Mr. Herrmanns scheme can be pictured by imagining yourself looking at your brain from behind, seeing it as a circular compass card. The top left, or north-west quadrant deals with step-by-step analytical thinking. The lower south-west section is responsible for a sense of proper order and tradition.

The top right, north-east quadrant handles visionary and otherwise innovative thinking. The south-east section below is responsible for emotions about other people, musical sensitivity and spiritual feelings.

He says their different effects on our working habits are best illustrated by the typical behaviour of people dominated by just one of these quadrants, even though his results show such people are rare. The great majority are governed by a combination of two, three or even all four.

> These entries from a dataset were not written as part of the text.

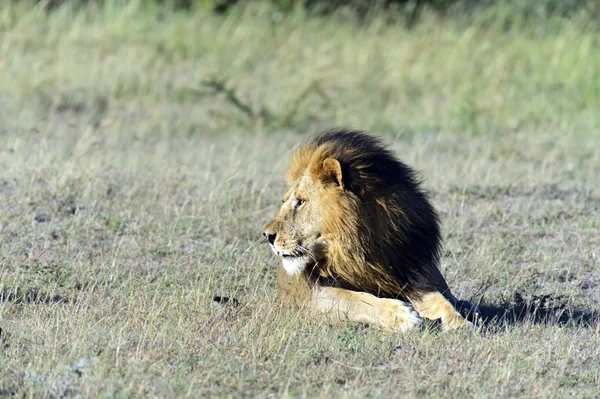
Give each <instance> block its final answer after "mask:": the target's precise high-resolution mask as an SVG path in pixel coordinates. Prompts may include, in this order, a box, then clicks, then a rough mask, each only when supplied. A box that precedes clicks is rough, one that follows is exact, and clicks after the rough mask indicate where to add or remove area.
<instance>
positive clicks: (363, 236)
mask: <svg viewBox="0 0 600 399" xmlns="http://www.w3.org/2000/svg"><path fill="white" fill-rule="evenodd" d="M287 180H288V182H289V184H290V185H291V188H290V189H289V190H288V192H287V193H286V194H285V195H284V197H283V200H282V202H283V204H282V205H281V209H280V210H279V212H278V213H277V215H276V216H275V219H274V220H273V221H272V222H271V223H269V225H268V226H267V228H266V230H265V232H264V236H265V238H266V239H267V241H268V242H269V244H270V245H271V248H272V249H273V252H275V253H276V254H277V255H278V256H279V257H280V258H281V260H282V262H283V269H280V270H279V272H278V276H277V283H278V286H279V296H280V297H283V298H286V299H291V300H292V301H294V302H296V303H298V302H301V303H302V302H303V303H306V304H308V305H309V306H310V307H312V308H315V309H317V310H319V311H322V312H325V313H326V314H327V315H328V316H329V318H330V320H331V321H344V320H350V321H354V322H361V323H367V324H370V325H375V326H379V327H381V328H384V329H393V330H400V331H406V330H408V329H410V328H412V327H414V326H416V325H418V324H419V323H421V317H425V318H428V319H441V321H442V326H443V327H444V328H445V329H452V328H457V327H460V326H463V325H466V324H471V323H470V322H469V321H467V320H466V319H465V318H464V317H463V316H462V315H461V314H460V313H459V312H458V310H457V306H460V305H462V308H463V310H465V307H464V305H465V304H466V305H467V306H466V308H467V309H466V312H467V313H470V314H476V313H478V309H477V308H476V307H475V306H474V305H472V304H470V303H469V302H466V301H458V300H457V299H456V298H455V297H454V296H453V295H452V294H451V292H450V290H449V289H448V285H447V284H446V281H445V280H444V277H443V276H442V274H441V272H440V270H439V269H438V262H439V252H440V246H441V238H440V227H439V222H438V216H437V214H436V212H435V210H434V209H433V207H432V206H431V204H430V203H429V201H428V199H427V196H426V194H425V193H424V192H423V191H422V190H421V188H420V186H419V181H418V180H417V178H416V177H415V173H414V171H413V170H412V169H410V168H409V167H408V166H406V165H405V164H403V163H402V162H400V161H398V160H397V159H396V158H395V157H394V156H393V155H392V154H391V153H390V152H389V151H388V150H386V149H385V148H384V146H383V145H382V144H381V142H380V141H379V140H378V139H376V138H375V137H373V136H370V135H368V134H366V133H364V132H360V131H349V130H333V131H326V132H324V133H322V134H320V135H318V136H317V137H315V138H313V139H312V140H309V141H308V142H306V143H305V144H303V145H302V146H300V147H299V148H298V149H297V150H296V152H295V153H294V155H293V158H292V161H291V164H290V168H289V171H288V175H287Z"/></svg>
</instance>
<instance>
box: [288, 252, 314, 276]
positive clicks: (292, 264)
mask: <svg viewBox="0 0 600 399" xmlns="http://www.w3.org/2000/svg"><path fill="white" fill-rule="evenodd" d="M307 265H308V257H307V256H294V257H292V256H286V257H284V258H283V268H284V269H285V271H286V272H287V274H289V275H290V276H293V275H295V274H298V273H300V272H301V271H302V270H304V268H306V266H307Z"/></svg>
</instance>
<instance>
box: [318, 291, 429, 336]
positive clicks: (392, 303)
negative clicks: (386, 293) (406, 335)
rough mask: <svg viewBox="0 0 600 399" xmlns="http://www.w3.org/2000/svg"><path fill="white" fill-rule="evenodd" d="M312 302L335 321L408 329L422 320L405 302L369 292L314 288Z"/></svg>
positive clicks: (398, 328) (400, 328)
mask: <svg viewBox="0 0 600 399" xmlns="http://www.w3.org/2000/svg"><path fill="white" fill-rule="evenodd" d="M310 303H311V305H312V307H313V308H315V309H316V310H318V311H320V312H322V313H325V314H326V315H327V317H328V318H329V320H330V321H332V322H337V323H339V322H344V321H351V322H357V323H366V324H369V325H373V326H377V327H380V328H383V329H386V330H394V331H407V330H410V329H411V328H413V327H415V326H417V325H419V324H420V323H421V321H422V320H421V317H420V316H419V314H418V313H417V312H416V311H415V310H414V309H413V308H412V306H411V305H410V304H408V303H406V302H403V301H400V300H396V299H387V298H378V297H376V296H374V295H371V294H367V293H366V292H356V291H350V290H345V289H342V288H333V287H321V286H316V287H314V288H313V292H312V299H311V302H310Z"/></svg>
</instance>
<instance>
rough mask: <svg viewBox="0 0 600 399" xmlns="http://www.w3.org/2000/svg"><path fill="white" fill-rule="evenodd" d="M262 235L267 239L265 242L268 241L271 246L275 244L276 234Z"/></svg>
mask: <svg viewBox="0 0 600 399" xmlns="http://www.w3.org/2000/svg"><path fill="white" fill-rule="evenodd" d="M263 235H264V236H265V238H266V239H267V241H269V244H271V245H273V244H274V243H275V237H277V234H276V233H269V232H266V231H265V232H264V233H263Z"/></svg>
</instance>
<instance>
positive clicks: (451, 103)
mask: <svg viewBox="0 0 600 399" xmlns="http://www.w3.org/2000/svg"><path fill="white" fill-rule="evenodd" d="M498 7H500V8H498V9H496V12H497V14H496V16H495V17H493V15H492V14H477V15H473V16H472V19H471V20H470V21H469V23H468V24H467V23H465V21H460V20H448V19H444V18H440V17H436V16H434V15H432V14H427V13H425V14H424V15H423V16H422V18H423V19H422V22H421V23H420V24H418V25H417V26H416V27H415V28H414V29H411V30H409V29H407V28H406V27H403V26H395V25H391V26H389V25H387V24H385V23H384V22H383V19H377V18H375V19H374V20H373V22H371V23H370V24H368V25H365V26H362V27H357V26H356V25H354V24H351V23H343V22H340V21H339V20H335V19H334V20H330V21H326V20H324V19H315V18H308V17H306V15H304V14H303V12H302V11H300V10H298V11H296V12H293V13H291V14H289V15H286V16H285V18H280V16H279V14H277V13H276V12H274V11H273V9H271V8H269V7H265V6H264V5H262V4H258V5H250V6H248V7H245V8H244V9H243V10H241V11H236V12H233V13H231V14H230V15H229V16H227V17H215V16H213V15H212V14H210V13H209V12H208V10H204V9H202V8H198V9H196V10H193V11H190V12H175V11H173V10H170V9H168V8H160V7H156V6H148V5H142V4H141V2H127V3H121V2H117V1H107V2H105V5H104V6H102V7H96V6H89V7H83V8H81V9H77V10H76V9H73V8H69V7H60V8H58V9H57V10H55V11H53V12H52V13H46V12H44V11H43V10H41V9H40V8H26V7H24V6H23V5H21V4H12V5H7V6H5V7H2V8H0V30H1V34H0V35H1V36H0V76H3V77H5V78H3V79H0V364H2V367H0V395H7V396H11V395H17V396H77V395H81V396H84V397H94V396H162V397H164V396H192V397H198V396H202V397H212V396H294V397H295V396H309V397H315V396H348V397H364V396H380V397H389V396H398V395H401V396H406V397H417V396H418V397H422V396H427V397H433V396H436V397H439V396H448V397H465V396H483V397H485V396H495V397H515V396H522V397H566V396H569V397H594V396H598V394H599V391H598V386H599V385H600V380H599V376H598V372H597V370H598V368H599V367H600V350H599V346H598V327H597V317H598V312H599V311H600V309H599V308H598V305H597V304H598V301H599V299H600V297H599V294H598V292H599V291H598V284H599V282H598V276H599V275H600V254H599V252H598V248H599V245H598V244H599V243H600V236H599V235H598V231H600V183H599V181H598V178H597V177H598V174H599V172H600V152H599V151H597V148H599V144H600V136H599V120H598V112H597V105H598V104H599V103H600V86H599V84H600V81H599V80H598V79H597V71H598V70H600V64H599V63H600V57H597V53H598V39H597V35H596V34H595V32H594V30H593V29H591V28H590V27H589V25H588V26H587V27H581V26H580V24H579V21H578V19H577V18H576V17H573V18H572V19H561V20H560V24H558V23H556V21H554V20H551V21H549V22H548V25H547V26H546V28H545V30H544V31H538V29H539V25H536V26H535V28H533V27H532V28H529V27H528V26H527V25H525V24H518V23H515V24H512V25H511V26H510V27H507V26H506V25H505V24H504V23H502V24H501V23H499V22H498V21H503V19H502V18H505V17H506V18H508V17H509V15H508V14H506V15H504V14H502V12H505V11H506V9H504V8H501V7H502V6H501V5H500V6H498ZM490 12H491V11H490ZM501 14H502V15H504V17H502V18H500V17H499V15H500V16H501ZM492 17H493V18H492ZM494 18H495V19H494ZM211 77H216V78H218V79H220V80H219V81H225V82H228V84H230V85H231V86H228V87H233V88H235V96H236V98H237V99H238V100H239V101H240V103H241V104H244V105H245V106H247V107H249V109H251V110H252V115H253V116H256V115H259V113H260V110H261V109H267V110H269V112H271V113H272V115H275V118H276V119H277V118H281V119H280V120H283V121H285V123H283V124H279V123H271V124H269V123H264V122H261V121H260V120H257V118H254V117H253V118H248V117H247V116H245V115H243V114H240V110H239V109H238V108H239V107H236V106H234V105H232V102H231V101H230V100H227V98H226V96H223V95H222V93H221V94H220V95H215V93H214V92H212V91H211V90H206V88H205V87H203V86H202V82H203V81H206V79H208V78H211ZM312 82H318V89H317V88H315V89H309V88H310V87H311V85H312ZM315 87H316V86H315ZM321 92H322V93H321ZM257 112H258V113H257ZM335 125H346V126H352V127H356V128H361V129H367V130H372V131H374V132H375V133H378V134H382V135H385V136H386V140H387V141H388V142H390V143H391V146H392V149H393V150H394V151H395V153H397V154H398V155H399V156H400V157H401V159H403V160H404V161H405V162H407V163H408V164H410V165H412V166H414V167H416V168H417V169H419V170H421V171H422V176H423V177H424V178H425V186H426V188H427V189H428V190H429V191H430V192H431V196H432V200H433V202H434V204H435V206H436V208H437V209H438V210H439V212H440V215H441V218H442V220H443V224H444V235H445V247H444V248H445V252H444V256H443V262H442V268H443V271H444V274H445V275H446V277H447V279H448V282H449V284H450V286H451V287H452V289H453V291H454V292H455V293H456V294H457V296H459V297H460V298H465V299H468V298H472V299H473V300H476V301H479V302H481V304H482V306H485V309H486V311H488V312H489V314H491V315H497V316H499V317H501V316H503V317H504V322H502V323H499V324H497V325H494V326H491V327H490V328H487V329H484V331H482V332H481V333H478V334H471V333H469V332H467V331H463V332H456V333H449V334H445V333H440V332H438V331H436V330H434V329H426V330H424V331H413V332H410V333H408V334H405V335H399V334H392V333H386V332H381V331H377V330H374V329H369V328H364V327H361V326H355V325H347V326H344V327H341V328H339V327H332V326H329V325H328V324H327V323H325V321H324V320H323V319H322V318H311V317H308V316H307V315H305V314H304V313H303V312H301V311H300V312H298V311H293V310H289V309H284V308H281V307H280V306H279V305H278V304H277V302H276V301H275V278H274V276H275V271H276V268H277V266H278V265H277V260H276V259H274V258H273V257H272V256H271V255H270V253H269V251H268V250H267V248H266V247H265V246H264V245H263V244H262V241H261V231H262V228H263V226H264V225H265V224H266V223H267V221H268V220H269V219H270V218H271V217H272V215H273V214H274V213H275V211H276V207H277V205H278V203H279V201H278V199H279V196H280V194H281V193H282V192H283V190H284V189H285V186H284V183H283V169H284V167H285V166H286V163H287V160H288V159H289V155H290V153H291V149H292V148H293V147H294V146H295V145H296V144H297V143H298V142H299V140H301V139H304V138H305V137H306V136H307V135H308V134H310V133H314V132H316V131H318V130H320V129H321V128H324V127H331V126H335ZM215 296H220V297H221V298H230V300H229V301H227V303H224V302H225V301H224V300H220V301H218V302H219V303H215V301H214V300H213V298H214V297H215ZM507 312H508V317H507Z"/></svg>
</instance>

North-west dominated folk work by applying logic to what they perceive as facts. Faced with a challenge, they calculate their chances of success and if they are too low, refuse to move. Otherwise, they figure out the most efficient method of tackling the task, tending to discount the importance of human feelings, boredom, fatigue, hankerings for beauty and so on. Indeed, they tend to avoid emotion altogether.

The south-west governed are also unemotional, logical and, in their view, factual. But whereas a north-west persons test of whether something is feasible is whether a formula can be devised for doing it, their test is simply whether it has been safely done before. Their prime urge is to keep what is going on under their control.

Natives of both those quadrants to the left of the north-south division tend to prefer digital watches and feel energetic in the day.

Of the two sets to the right of the division, the north-east dominated take their own original approach to everything. One drawback is that their proposals for action are often so visionary that their fellow humans cannot understand what they are on about. A second is that they tend to be too involved in what they themselves are doing to register other peoples feelings. They feel energetic at night, and prefer watches with hands.

So do south-easterners, although their times of high energy are variable. They have no patience with logic or theory; experience is all that counts. They are acutely sensitive to other peoples feelings and instantly aware of change in atmosphere and mood. But while practical in that way, they are the reverse when dealing with facts, goals, money and time.

As an ad-hoc test of Ned Herrmanns brainchild, I and three FT colleagues have completed his questionnaire. Every one of us feels that the resulting profile is a fairly accurate reflection of the way we individually work.

In three cases, the results are much alike. They indicate that the trio are whole-brained in the sense that they use all four quadrants in balance, just as a good journalist should.

The other, who happens to be the Jobs column, is strong on the logical and fellow-feeling quadrants, and more so in the visionary north-east, albeit weak in the orderly south-west. But while unlike my colleagues, I am only three-quarter-brained, thats better than being a half-wit at least.